When do San Andreas Fault ruptures diverge on to other faults?

Gordon G. Seitz, & David P. Schwartz

Submitted August 15, 2018, SCEC Contribution #8789, 2018 SCEC Annual Meeting Poster #265

Increasingly, multi-fault ruptures have been recognized and hazard models have evolved to consider fault network behavior rather than that of individual faults. The San Andreas Fault (SAF) has major fault branches with the San Jacinto (SJF) and San Gregorio (SGF) faults. The SAF-SJF step-over has experienced two large historical ruptures in 1812 (Mw 7.5) and 1857 (Mw 7.8).

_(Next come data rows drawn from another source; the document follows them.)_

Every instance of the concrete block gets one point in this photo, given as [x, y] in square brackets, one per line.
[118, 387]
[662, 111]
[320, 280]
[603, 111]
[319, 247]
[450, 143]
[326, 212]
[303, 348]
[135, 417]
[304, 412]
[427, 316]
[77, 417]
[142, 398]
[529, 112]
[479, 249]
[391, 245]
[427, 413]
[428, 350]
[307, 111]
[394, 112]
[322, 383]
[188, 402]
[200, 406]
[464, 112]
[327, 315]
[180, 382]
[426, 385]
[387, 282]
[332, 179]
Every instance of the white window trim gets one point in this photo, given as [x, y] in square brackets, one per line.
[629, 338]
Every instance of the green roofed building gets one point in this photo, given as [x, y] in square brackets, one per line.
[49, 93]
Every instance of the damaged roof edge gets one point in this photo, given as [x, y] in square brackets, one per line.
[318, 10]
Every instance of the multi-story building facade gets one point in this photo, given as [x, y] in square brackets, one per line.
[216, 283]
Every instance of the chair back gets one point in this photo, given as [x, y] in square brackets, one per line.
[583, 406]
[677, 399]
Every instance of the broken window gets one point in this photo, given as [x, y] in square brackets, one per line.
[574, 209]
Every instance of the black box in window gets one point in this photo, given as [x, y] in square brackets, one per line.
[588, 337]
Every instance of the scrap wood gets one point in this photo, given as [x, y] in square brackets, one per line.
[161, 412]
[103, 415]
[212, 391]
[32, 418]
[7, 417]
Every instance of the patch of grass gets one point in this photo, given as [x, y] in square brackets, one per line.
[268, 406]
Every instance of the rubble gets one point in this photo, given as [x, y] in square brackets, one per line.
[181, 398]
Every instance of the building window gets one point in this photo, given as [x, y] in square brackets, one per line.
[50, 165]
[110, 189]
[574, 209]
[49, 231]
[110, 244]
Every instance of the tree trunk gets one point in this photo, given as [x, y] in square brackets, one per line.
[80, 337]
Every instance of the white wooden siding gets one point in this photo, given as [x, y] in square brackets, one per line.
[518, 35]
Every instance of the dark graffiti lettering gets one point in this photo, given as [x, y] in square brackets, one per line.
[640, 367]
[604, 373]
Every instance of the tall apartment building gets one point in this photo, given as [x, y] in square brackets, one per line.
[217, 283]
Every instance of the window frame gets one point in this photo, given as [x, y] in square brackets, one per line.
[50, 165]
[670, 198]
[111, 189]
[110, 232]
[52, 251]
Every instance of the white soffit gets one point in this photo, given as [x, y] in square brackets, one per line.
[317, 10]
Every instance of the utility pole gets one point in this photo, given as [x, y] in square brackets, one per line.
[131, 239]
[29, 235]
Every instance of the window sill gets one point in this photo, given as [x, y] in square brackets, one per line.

The SAF-SGF intersection experienced the 1906 (Mw 7.9) earthquake. The Mw 7.9 2002 Denali Fault rupture (DFR) with similar geometric and geologic characteristics provides an analog. The DFR propagated onto the Totschunda Fault (TF), which has a direct connection. Although various models tried to explain this rupture divergence, we found that the higher accumulated stress path, as defined by the elapse time and slip rate on each fault branch, was favored. Applying this reasoning to the San Andreas Fault we find:
The surface traces of the SAF and the SJF do not intersect; rather, the SJF terminates with a parallel reach separated by a distance of 2 km. Paleoseismology places the 1812 rupture on the Mojave and San Bernardino (SB) SAF sections and provides an initial accumulated stress state based on the elapse times. 1812 displacements along the SB section may have played a role in the location of the 1857 rupture termination, which stopped north of the SAF-SJF step-over. A lack of seismicity along the SB SAF may indicate the 1812 rupture path. Through-going SB SAF ruptures are supported by matching paleoseismic event series at the north (Pitman Canyon; 7 events/1100 yrs) and south (Burro Flats; 7 events/1200 yrs) ends. Although individual event dates on the SJF (Mystic Lake:7/1600 yrs) may correlate with SAF events, the overall event series does not match.
The SAF-SGF intersection is a direct connection. Paleoseismic records on the Peninsula SAF and the SGF indicate the estimated accumulated slip prior to 1906 was 3x greater on the SAF than on the SGF and thus a SAF rupture was favored.
Matching paleoseismic event series along faults with nearly identical average recurrence intervals provides strong support for continuous ruptures. Although fault geometry has generally been recognized as a factor controlling rupture paths at fault branches, stress conditions are of similar importance. What may most strongly control ruptures at fault branches is stress resulting from prior earthquakes, hence we expect improvements in models when such an initial stress field is used.

Key Words
San Andreas Fault, Denali Fault,San Jacinto Fault, San Gregorio Fault, rupture behavior, fault interactions, paleoseismology, initial stress field, 1812, 1857, 1906, Denali 2002 earthquake,

Citation
Seitz, G. G., & Schwartz, D. P. (2018, 08). When do San Andreas Fault ruptures diverge on to other faults?. Poster Presentation at 2018 SCEC Annual Meeting.